It is not often that a title alone can sell merchandise, but Tony Cleaver’s Frogs, Cats and Pyramids has probably already got your attention. Why not give into temptation and go buy it from recommended purchases?
Here is the blurb:Imagine a group of people in a mountain retreat seeking to understand why we categorise knowledge into various academic disciplines, each with its own way of looking at reality. Mathematics; the Arts, Language; Humanities; Science; Computer Technology, and Religion, Faith and Ethics – that is the way we learn to see the world. Each discipline locks us into a way of seeing that separates us from other ways. Imagine a cynic, a professional thief who seeks only to exploit others. Imagine if a specialist academic wanted to tell a story, relate an adventure that in some way resonates with his or her way of seeing things. How would the mixed company enjoy these various ways of seeing the world? Assorted characters who take you on travels through maths, science, language and literature like you never imagined in school. Ideal for final year students studying the ‘Theory of Knowledge’ core course in the International Baccalaureate Diploma Also the general reader interested in popular philosophy, introspection and the nature of knowledge.

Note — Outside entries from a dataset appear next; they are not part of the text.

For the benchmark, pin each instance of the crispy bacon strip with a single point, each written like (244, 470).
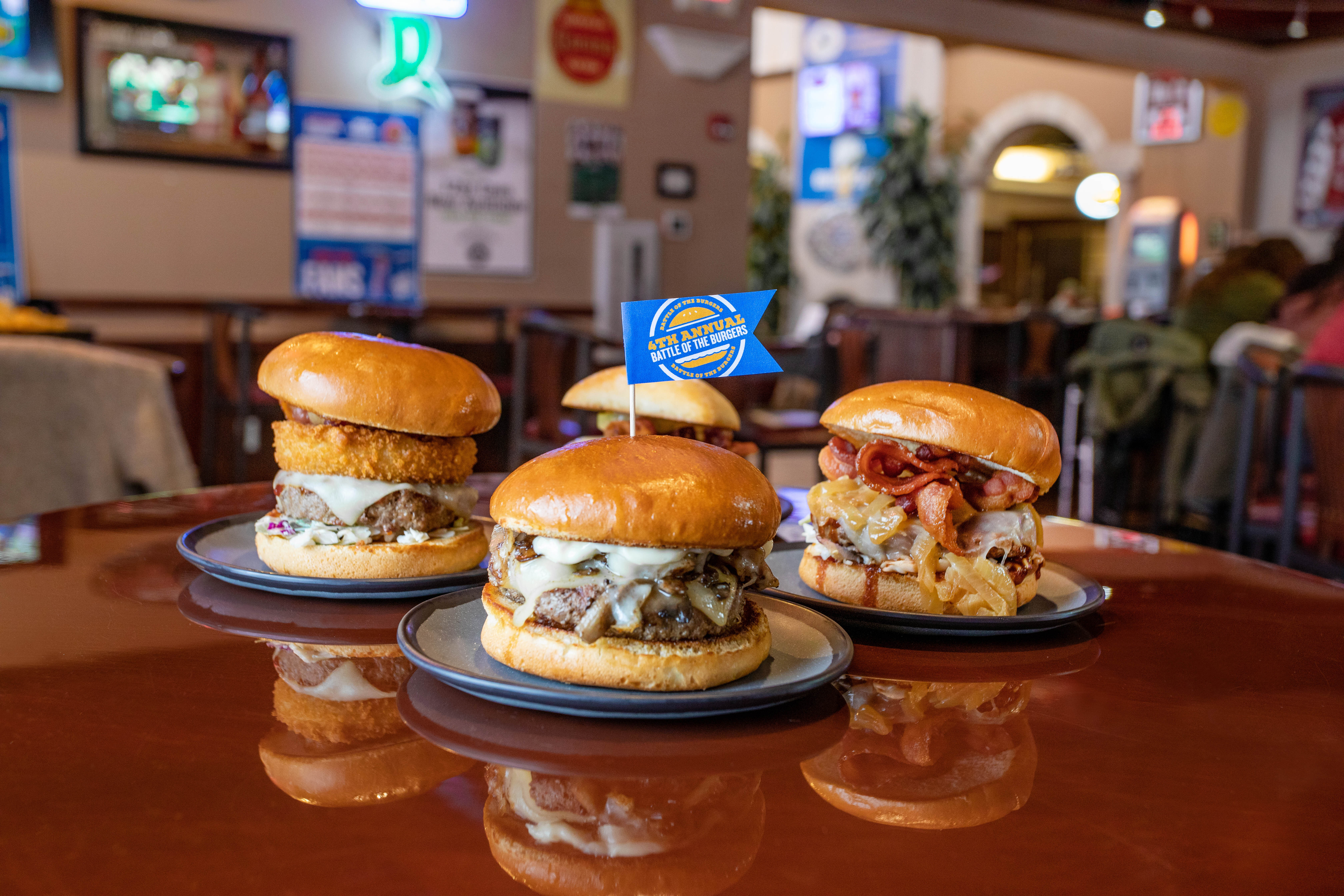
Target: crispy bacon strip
(1001, 492)
(839, 460)
(935, 504)
(881, 465)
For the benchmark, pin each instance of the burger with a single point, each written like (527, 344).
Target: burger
(565, 836)
(690, 409)
(928, 502)
(341, 741)
(373, 455)
(626, 563)
(932, 756)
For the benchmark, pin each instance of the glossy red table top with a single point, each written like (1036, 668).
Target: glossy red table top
(1187, 738)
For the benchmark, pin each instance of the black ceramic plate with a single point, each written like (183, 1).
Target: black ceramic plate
(228, 550)
(280, 617)
(444, 639)
(1062, 596)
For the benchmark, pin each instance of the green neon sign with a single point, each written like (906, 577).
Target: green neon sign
(409, 65)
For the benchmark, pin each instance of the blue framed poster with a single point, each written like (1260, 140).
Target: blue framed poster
(357, 206)
(846, 92)
(11, 257)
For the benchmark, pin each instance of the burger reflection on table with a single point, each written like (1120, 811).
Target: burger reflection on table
(570, 835)
(341, 741)
(931, 756)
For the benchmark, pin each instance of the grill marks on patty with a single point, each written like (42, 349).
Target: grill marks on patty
(667, 614)
(385, 674)
(404, 510)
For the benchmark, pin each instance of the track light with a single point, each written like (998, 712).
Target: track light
(1298, 27)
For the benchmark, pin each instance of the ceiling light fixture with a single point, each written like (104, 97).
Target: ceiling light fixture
(1155, 18)
(1298, 27)
(1099, 195)
(1026, 164)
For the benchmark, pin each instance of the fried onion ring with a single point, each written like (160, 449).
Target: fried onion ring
(373, 455)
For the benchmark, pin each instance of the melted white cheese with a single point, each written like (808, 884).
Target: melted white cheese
(572, 553)
(350, 498)
(556, 827)
(343, 686)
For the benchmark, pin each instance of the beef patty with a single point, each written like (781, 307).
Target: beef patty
(667, 614)
(398, 511)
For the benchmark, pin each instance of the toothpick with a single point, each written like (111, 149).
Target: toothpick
(632, 410)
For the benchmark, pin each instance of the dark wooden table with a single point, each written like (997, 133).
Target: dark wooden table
(1190, 739)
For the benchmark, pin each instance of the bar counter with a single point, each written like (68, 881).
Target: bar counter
(1187, 738)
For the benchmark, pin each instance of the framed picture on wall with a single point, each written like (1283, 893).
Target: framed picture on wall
(1320, 171)
(177, 91)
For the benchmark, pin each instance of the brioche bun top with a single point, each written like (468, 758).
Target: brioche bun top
(382, 383)
(683, 401)
(956, 417)
(650, 491)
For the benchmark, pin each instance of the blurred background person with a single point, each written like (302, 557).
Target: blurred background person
(1246, 287)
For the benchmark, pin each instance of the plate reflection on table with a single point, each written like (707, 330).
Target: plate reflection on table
(561, 835)
(341, 741)
(932, 756)
(623, 807)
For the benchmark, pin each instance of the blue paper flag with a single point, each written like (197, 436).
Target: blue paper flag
(699, 338)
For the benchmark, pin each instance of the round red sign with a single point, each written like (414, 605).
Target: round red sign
(584, 41)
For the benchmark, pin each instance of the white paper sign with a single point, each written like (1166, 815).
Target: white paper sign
(478, 185)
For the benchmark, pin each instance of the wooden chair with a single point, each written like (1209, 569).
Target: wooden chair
(229, 389)
(1316, 414)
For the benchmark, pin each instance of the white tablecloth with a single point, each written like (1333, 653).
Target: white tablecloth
(83, 424)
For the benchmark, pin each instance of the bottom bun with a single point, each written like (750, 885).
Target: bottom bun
(377, 561)
(624, 663)
(865, 586)
(975, 807)
(702, 870)
(367, 774)
(342, 722)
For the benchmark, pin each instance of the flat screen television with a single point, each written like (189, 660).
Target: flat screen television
(29, 58)
(839, 97)
(177, 91)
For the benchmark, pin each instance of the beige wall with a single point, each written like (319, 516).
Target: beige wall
(1207, 175)
(982, 78)
(144, 229)
(1288, 78)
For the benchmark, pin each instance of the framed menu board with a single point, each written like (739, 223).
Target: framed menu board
(177, 91)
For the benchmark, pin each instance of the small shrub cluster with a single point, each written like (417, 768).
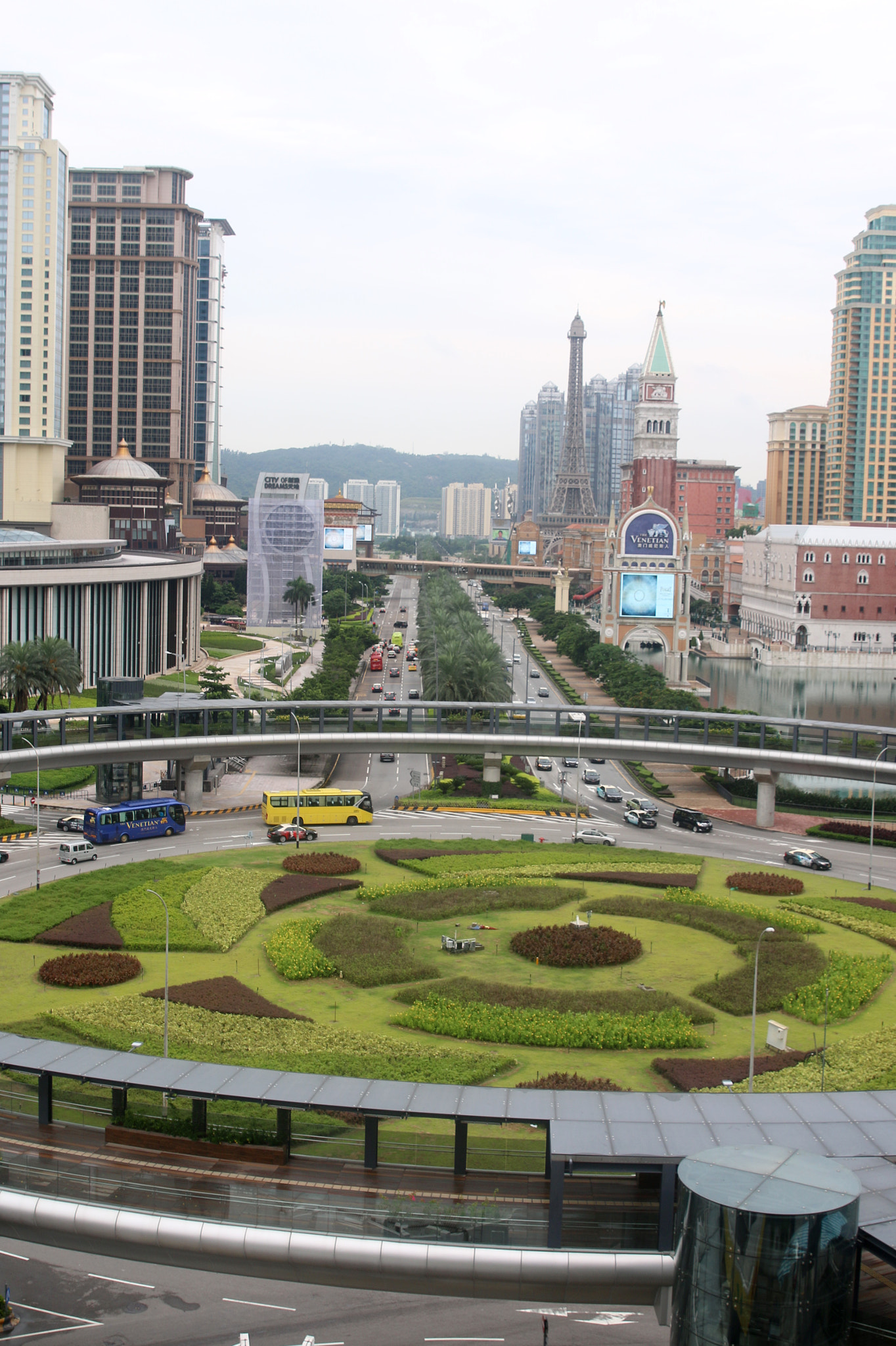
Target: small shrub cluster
(294, 955)
(89, 969)
(767, 885)
(631, 1000)
(225, 904)
(225, 995)
(91, 929)
(688, 1073)
(370, 950)
(785, 965)
(321, 862)
(563, 1080)
(564, 946)
(848, 982)
(481, 1022)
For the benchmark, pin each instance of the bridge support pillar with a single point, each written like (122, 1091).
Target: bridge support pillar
(491, 768)
(372, 1142)
(284, 1127)
(200, 1116)
(766, 782)
(45, 1099)
(192, 776)
(460, 1148)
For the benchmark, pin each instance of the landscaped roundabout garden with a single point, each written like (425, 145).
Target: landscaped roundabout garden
(631, 972)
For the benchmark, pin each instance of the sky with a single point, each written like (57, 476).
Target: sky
(424, 194)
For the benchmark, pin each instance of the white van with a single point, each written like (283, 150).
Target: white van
(70, 852)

There, doesn’t it sound great?
It is from John Hunt Publishing and part of Liberalis Books, which goes for the philosophical and classical education genre. It looks set to be a head spinner, but entirely intriguing. An interesting book to read on a train and then analyse all the people around you.
Author Cleaver is a journalist, teacher and a bit of an adventurer. He even likes to play cricket. Basically, he is the kind of guy you would gladly trust to follow into a mesmerising, philosophical black hole in which there may never be escape. Once you have thought, you will always think. And who wouldn’t want to keep thinking about cats?